Influence de la puberté sur le développement musculaire
Les hormones sexuelles jouent un rôle dans la croissance de plusieurs organes, notamment dans la synthèse des protéines musculaires et dans la croissance des os longs (pattes…). Plus tard, elles inhibent la croissance linéaire de ces os.
Ainsi vers la puberté, on peut estimer que le corps du chien est plus résistant et plus apte à travailler dans des contraintes mécaniques plus élevées que pour un tout jeune chiot, mais toujours moins importantes que chez un adulte dont la croissance est complètement terminée. On retrouve en effet le double effet renforçateur de l’amincissement voire de la fermeture des cartilages de croissance ainsi que de l’augmentation de la capacité à créer de la masse musculaire.
C’est la raison pour laquelle vers 9-10 mois en moyenne (plus tôt pour les chiens de petite taille et plus tard pour les races géantes), on peut commencer à mettre en place un programme léger de renforcement musculaire.
Conseils de mise en pratique
Fréquence et durée
Le corps se transforme et se muscle pendant les phases de repos et non pas pendant les séances de travail.
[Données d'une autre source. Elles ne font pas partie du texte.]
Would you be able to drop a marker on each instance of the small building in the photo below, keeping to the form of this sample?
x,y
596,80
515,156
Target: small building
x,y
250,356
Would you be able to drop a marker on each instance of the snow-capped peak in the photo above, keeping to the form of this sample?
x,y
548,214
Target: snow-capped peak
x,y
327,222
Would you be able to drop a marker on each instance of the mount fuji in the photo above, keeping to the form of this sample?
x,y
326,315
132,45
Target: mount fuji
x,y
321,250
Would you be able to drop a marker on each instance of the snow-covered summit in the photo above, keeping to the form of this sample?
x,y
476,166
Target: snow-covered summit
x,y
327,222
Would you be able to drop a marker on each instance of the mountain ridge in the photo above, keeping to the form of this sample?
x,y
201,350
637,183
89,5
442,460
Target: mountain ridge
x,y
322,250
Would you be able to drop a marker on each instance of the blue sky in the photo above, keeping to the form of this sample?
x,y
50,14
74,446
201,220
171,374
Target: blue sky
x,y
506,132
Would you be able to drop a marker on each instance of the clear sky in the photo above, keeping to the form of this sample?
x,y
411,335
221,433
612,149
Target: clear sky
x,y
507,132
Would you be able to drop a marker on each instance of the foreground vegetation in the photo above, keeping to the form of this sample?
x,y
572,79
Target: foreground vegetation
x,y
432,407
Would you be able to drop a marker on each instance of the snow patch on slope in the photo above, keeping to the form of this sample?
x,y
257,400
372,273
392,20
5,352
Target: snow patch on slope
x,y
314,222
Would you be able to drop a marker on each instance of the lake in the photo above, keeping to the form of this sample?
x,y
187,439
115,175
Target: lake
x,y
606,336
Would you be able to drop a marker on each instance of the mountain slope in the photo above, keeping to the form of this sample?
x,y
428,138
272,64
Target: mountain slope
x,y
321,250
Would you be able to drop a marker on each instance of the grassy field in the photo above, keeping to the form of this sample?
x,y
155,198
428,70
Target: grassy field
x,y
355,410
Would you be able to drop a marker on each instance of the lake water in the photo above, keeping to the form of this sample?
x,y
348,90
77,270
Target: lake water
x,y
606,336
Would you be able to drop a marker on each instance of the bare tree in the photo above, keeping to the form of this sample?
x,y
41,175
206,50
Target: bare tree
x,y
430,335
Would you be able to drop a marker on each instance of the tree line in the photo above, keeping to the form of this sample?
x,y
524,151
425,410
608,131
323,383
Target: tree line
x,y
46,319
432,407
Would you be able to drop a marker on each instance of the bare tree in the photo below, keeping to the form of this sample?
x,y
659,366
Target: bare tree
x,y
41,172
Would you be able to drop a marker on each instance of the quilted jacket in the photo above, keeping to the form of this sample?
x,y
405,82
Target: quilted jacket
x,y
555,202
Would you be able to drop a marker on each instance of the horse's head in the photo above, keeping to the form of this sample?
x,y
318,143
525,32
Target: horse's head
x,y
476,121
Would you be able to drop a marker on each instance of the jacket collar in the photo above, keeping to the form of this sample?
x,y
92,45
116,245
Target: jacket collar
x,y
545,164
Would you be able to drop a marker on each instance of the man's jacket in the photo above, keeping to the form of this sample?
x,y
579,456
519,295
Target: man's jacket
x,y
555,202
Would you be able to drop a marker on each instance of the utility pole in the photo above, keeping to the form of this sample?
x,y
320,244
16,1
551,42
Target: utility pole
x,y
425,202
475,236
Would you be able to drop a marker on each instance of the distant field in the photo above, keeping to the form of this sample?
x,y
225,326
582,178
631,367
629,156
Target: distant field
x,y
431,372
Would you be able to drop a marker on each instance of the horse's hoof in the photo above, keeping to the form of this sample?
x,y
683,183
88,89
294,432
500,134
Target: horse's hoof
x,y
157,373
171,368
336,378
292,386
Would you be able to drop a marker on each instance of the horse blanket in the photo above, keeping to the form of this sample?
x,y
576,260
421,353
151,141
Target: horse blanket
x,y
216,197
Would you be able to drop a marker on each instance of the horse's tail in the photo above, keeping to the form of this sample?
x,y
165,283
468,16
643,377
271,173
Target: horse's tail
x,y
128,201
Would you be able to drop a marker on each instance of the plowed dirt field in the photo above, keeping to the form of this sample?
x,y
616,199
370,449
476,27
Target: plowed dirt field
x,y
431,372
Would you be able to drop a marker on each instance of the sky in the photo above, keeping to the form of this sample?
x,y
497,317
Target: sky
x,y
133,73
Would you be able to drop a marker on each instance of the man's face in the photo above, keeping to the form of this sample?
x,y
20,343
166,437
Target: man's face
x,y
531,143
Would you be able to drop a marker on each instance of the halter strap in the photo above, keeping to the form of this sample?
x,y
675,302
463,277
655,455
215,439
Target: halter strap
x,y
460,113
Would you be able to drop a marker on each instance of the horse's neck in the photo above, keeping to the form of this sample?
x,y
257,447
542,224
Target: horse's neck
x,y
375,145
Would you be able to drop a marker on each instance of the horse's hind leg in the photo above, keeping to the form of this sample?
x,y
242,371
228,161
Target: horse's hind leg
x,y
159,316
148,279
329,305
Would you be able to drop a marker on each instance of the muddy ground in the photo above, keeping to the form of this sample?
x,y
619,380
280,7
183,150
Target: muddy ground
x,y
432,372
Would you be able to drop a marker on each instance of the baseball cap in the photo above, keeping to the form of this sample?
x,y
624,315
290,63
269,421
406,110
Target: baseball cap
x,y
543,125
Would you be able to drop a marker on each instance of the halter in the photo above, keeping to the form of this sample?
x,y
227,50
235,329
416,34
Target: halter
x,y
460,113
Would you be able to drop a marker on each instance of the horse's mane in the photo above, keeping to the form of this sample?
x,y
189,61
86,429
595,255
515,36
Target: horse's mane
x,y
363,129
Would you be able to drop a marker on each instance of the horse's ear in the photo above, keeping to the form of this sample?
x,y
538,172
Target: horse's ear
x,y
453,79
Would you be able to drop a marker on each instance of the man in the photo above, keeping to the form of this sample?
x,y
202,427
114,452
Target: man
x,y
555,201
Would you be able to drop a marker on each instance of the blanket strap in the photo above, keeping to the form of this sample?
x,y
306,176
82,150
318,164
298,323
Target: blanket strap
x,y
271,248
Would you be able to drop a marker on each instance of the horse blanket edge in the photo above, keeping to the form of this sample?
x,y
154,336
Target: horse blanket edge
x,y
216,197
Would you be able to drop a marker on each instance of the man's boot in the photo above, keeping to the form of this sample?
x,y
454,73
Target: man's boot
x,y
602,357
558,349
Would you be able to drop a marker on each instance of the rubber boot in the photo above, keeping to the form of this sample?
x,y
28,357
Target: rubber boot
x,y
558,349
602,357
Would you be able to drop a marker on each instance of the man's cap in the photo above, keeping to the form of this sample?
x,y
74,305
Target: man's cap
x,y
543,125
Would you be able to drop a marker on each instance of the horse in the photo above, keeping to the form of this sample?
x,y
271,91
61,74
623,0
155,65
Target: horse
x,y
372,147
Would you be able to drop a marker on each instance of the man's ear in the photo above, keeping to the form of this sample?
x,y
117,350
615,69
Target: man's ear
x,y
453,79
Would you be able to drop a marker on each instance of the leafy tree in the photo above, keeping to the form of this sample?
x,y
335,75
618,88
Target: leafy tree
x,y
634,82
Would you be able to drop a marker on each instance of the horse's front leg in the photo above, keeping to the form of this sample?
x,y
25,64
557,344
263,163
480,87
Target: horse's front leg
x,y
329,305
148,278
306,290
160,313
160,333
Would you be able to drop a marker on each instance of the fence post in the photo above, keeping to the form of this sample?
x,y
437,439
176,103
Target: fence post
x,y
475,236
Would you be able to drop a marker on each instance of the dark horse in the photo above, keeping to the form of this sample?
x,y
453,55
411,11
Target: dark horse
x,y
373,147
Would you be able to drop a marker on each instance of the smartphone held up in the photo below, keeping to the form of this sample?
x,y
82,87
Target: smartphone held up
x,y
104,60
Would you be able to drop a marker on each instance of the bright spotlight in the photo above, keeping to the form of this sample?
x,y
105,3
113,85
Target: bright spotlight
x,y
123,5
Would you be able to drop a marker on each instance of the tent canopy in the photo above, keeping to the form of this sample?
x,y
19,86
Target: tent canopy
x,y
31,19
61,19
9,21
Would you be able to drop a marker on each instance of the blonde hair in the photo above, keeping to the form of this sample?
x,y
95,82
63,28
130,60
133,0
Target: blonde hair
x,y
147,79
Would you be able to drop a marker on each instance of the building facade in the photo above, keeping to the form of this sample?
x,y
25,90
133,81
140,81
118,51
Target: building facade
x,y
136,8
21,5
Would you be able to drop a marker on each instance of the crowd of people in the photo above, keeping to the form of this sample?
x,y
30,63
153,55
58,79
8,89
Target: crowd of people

Le renforcement musculaire est donc plus efficace s’il est pratiqué régulièrement par séances courtes (5 min pour un chien débutant jusqu’à 15 min pour un chien confirmé en comptant les temps de pause) plutôt qu’en une seule fois avec une grosse séance : l’idéal est 3 séances par semaine.
Ainsi les exercices en eux-mêmes sont mêmes encore plus court, variant de 10 sec à 1-2 min pour environ 3 à 10 répétitions d’un même mouvement.
L’essentiel est d’observer le chien et d’arrêter les répétitions avant qu’il ne montre des signes excessifs de fatigue (altération des mouvements, halètement, ralentissement ou au contraire brusque accélération et excitation, tremblements, spasmes, etc.).
Des postures et mouvements adéquats
Pour qu’un exercice de renforcement musculaire soit efficace et ne nuise pas à la santé, il est important de veiller à ce que le chien le réalise avec une posture et des mouvements adéquats.
Il vaut donc mieux faire 3 répétitions avec le port de tête, la ligne de dos et le placement des membres et articulations souhaités que 10 répétitions où le chien commence à se mettre de travers, sortir une patte d’un côté, tourner un genou vers l’extérieur de l’autre, lever ou baisser la tête exagérément, etc. C’est finalement la même chose qu’en sport humain : faire 100 abdos en tirant sur votre cou au lieu d’engager les bons muscles risque plus de vous bloquer que de vous muscler !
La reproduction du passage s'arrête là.